A plan to use $301-million in bonds to repair 215 of the state’s bridges is now in the hands of the House Budget Committee.
Governor Mike Parson (R) proposed the original idea, which was revised in the Senate to lower the cost of interest on the bonds. The Senate voted last month 26-7 to send it to the House.
The provisions of Senate Concurrent Resolution 14 would be triggered if the state accepts a federal grant to pay for replacement of the I-70 bridge over the Missouri River at Rocheport.
“I would not be advocating this proposal if it were not for the Rocheport bridge,” said the resolution’s sponsor, Senate President Pro-Tem Dave Schatz (R-Sullivan). “I think that is so critical to our state and to the movement of freight across this state.
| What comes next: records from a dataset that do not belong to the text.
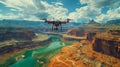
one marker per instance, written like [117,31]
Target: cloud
[57,3]
[36,8]
[101,3]
[56,12]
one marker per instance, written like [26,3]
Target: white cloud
[57,3]
[55,12]
[36,9]
[101,3]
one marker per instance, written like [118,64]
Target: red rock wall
[24,35]
[109,47]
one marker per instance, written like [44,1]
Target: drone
[56,25]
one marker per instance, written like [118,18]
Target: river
[32,57]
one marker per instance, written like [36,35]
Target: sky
[78,10]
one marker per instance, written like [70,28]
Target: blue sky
[78,10]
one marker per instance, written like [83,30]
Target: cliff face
[91,35]
[24,35]
[107,44]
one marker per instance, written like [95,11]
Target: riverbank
[81,54]
[18,47]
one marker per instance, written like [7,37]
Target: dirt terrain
[81,54]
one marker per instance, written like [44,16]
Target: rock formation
[108,43]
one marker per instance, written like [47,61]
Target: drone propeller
[68,19]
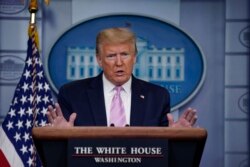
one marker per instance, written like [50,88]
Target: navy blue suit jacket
[149,104]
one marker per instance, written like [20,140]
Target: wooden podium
[113,146]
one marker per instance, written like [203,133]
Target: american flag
[28,109]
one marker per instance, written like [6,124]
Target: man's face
[117,62]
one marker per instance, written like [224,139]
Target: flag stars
[29,62]
[40,74]
[38,99]
[24,149]
[12,113]
[25,87]
[31,149]
[30,161]
[21,112]
[44,111]
[46,87]
[31,98]
[9,125]
[46,99]
[29,111]
[23,99]
[40,86]
[27,74]
[26,136]
[17,136]
[19,124]
[28,124]
[43,123]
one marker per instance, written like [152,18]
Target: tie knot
[118,89]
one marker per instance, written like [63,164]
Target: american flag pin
[142,96]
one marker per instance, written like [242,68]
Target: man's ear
[99,60]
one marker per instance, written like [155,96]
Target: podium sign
[120,147]
[118,152]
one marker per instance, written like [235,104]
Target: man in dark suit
[89,102]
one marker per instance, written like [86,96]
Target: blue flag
[28,109]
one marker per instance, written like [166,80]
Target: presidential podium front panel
[118,147]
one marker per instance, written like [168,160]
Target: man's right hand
[56,118]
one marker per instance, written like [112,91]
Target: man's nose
[118,60]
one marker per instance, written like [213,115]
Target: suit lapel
[138,103]
[96,100]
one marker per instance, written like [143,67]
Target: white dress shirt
[109,92]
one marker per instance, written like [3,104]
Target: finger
[53,113]
[49,116]
[190,114]
[185,113]
[58,110]
[193,120]
[170,119]
[72,119]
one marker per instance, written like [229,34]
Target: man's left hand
[187,119]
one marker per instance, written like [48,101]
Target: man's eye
[125,54]
[111,56]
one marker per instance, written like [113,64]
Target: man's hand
[187,119]
[57,119]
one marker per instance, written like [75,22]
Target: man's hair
[115,36]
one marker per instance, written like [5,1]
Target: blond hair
[116,35]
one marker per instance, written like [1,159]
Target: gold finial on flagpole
[33,8]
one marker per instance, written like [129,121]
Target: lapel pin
[142,96]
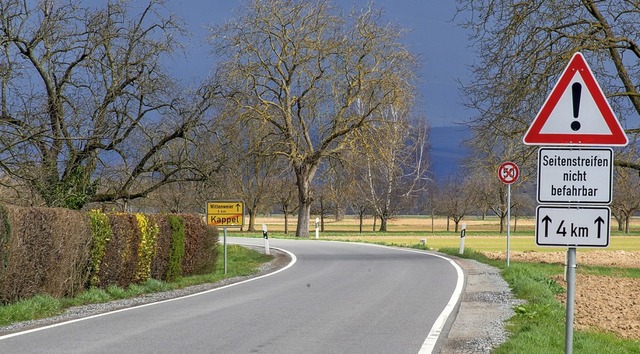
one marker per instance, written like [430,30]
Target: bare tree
[87,111]
[626,198]
[455,199]
[395,164]
[302,67]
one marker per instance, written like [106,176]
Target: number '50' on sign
[508,172]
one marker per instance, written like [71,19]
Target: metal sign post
[225,213]
[575,176]
[508,174]
[224,245]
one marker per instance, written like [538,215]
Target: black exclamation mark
[576,89]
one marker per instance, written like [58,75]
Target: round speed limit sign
[508,172]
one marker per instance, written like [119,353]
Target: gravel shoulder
[486,303]
[478,325]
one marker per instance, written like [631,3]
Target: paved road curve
[336,298]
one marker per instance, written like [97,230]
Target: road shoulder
[486,304]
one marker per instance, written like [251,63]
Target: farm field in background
[481,235]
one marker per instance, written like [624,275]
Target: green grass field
[481,235]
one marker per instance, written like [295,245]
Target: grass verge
[240,262]
[538,326]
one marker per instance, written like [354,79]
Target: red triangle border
[617,136]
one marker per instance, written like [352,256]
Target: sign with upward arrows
[225,213]
[576,112]
[573,227]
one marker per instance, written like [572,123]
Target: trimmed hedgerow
[176,251]
[5,240]
[60,252]
[48,253]
[121,257]
[146,248]
[101,235]
[160,262]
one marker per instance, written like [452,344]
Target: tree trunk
[252,219]
[383,223]
[304,175]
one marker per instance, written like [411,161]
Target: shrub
[200,246]
[5,240]
[101,235]
[121,256]
[48,253]
[160,262]
[176,250]
[146,248]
That’s how important it is – for us to go down this path of bonding,”
Schatz told the committee that it would be up to the Department of Transportation whether to accept a federal Infrastructure for Rebuilding America (INFRA) grant if it could receive enough in that grant to proceed with the Rocheport bridge project.
The state is asking for a grant of $172-million, but might get less. Schatz said it would need to receive $50-million or more in order to build that bridge.
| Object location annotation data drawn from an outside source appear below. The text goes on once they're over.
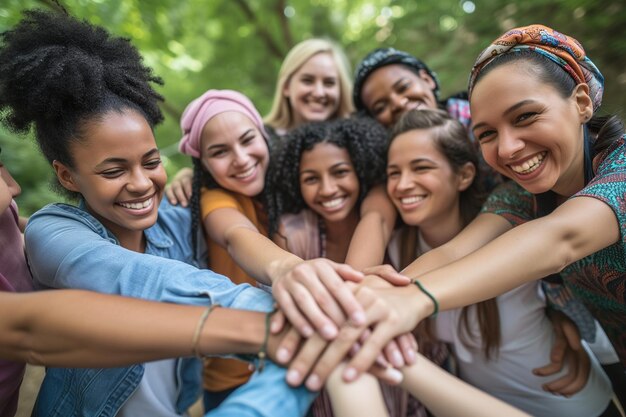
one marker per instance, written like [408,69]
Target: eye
[310,180]
[153,163]
[525,117]
[112,173]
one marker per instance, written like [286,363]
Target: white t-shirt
[156,394]
[526,342]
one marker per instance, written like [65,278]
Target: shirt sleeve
[64,252]
[609,184]
[512,202]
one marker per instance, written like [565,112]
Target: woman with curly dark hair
[90,100]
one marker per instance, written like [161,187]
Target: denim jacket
[66,247]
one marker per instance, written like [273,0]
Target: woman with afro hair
[319,179]
[88,96]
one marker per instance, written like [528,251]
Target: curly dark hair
[57,73]
[363,138]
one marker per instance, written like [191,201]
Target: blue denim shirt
[66,247]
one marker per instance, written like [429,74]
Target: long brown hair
[451,139]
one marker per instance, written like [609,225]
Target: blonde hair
[280,116]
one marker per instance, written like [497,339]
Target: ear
[64,174]
[466,176]
[423,74]
[584,105]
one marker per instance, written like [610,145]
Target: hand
[567,349]
[390,311]
[388,274]
[179,190]
[314,295]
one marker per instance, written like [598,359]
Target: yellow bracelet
[196,336]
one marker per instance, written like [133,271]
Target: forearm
[447,396]
[84,329]
[526,253]
[259,256]
[369,241]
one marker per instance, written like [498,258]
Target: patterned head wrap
[207,106]
[564,50]
[379,58]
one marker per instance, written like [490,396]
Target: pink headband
[207,106]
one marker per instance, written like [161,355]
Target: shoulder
[510,201]
[213,199]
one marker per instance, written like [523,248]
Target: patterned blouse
[599,280]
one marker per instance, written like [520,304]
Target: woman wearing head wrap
[389,82]
[534,94]
[224,135]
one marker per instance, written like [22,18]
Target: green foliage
[195,45]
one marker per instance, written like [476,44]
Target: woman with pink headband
[224,135]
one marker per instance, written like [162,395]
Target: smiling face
[328,181]
[421,182]
[313,90]
[235,153]
[392,90]
[118,172]
[528,131]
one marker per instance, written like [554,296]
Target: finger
[305,360]
[408,347]
[389,274]
[393,354]
[288,345]
[348,273]
[323,285]
[341,292]
[277,322]
[388,374]
[292,312]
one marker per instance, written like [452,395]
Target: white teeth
[530,165]
[246,173]
[137,206]
[333,203]
[411,200]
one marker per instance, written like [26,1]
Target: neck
[338,236]
[436,233]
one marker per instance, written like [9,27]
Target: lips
[530,164]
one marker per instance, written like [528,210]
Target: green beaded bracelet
[429,295]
The issue some lawmakers expressed with the proposal is that it would require the use of money from the state’s General Revenue fund to pay down the bond debt. GR money has never been used for transportation, and some lawmakers fear setting the precedent that it can be.
“I understand the immediate need. I understand the importance of the Rocheport bridge … if that bridge were to fail that’s a national problem, but I think about what happens in this body 10, 20, 30 years from now,” said Kansas City representative Greg Razer (D). “The last thing I want to see is for us to set a precedent where in future General Assemblies the people sitting in our seats right now decide which roads get built, when they get built … a member’s political weight in this building should not be deciding which roads get built and when.”
Schatz told Razer he agrees and he would prefer to increase the state’s gas tax, but he recalled that three previous transportation funding proposals have failed either before Missouri voters or in the legislature.
“I believe it’s critical for us to do something … not long term, I agree, [this] is not the right way to do this, but right now we have something before us that is critical in nature,” said Schatz. “Four to six, or eight hour traffic delays on I-70 is unacceptable.”
Razer said in some way the legislature must find a long-term solution for transportation funding so the Department can make long-term plans and quit going deeper in debt for maintenance and upgrades. In the meantime, he said he has a tough decision to make about SCR 14.
“I’m in a position now of what I consider two bad votes. I vote, ‘Yes,’ and I’m voting to put us more into debt and opening up Pandora’s Box of GR. I vote, ‘No,’ and we have eight hour backups on I-70. That’s the position I’m in,” said Razer.
The committee has not voted on SCR 14.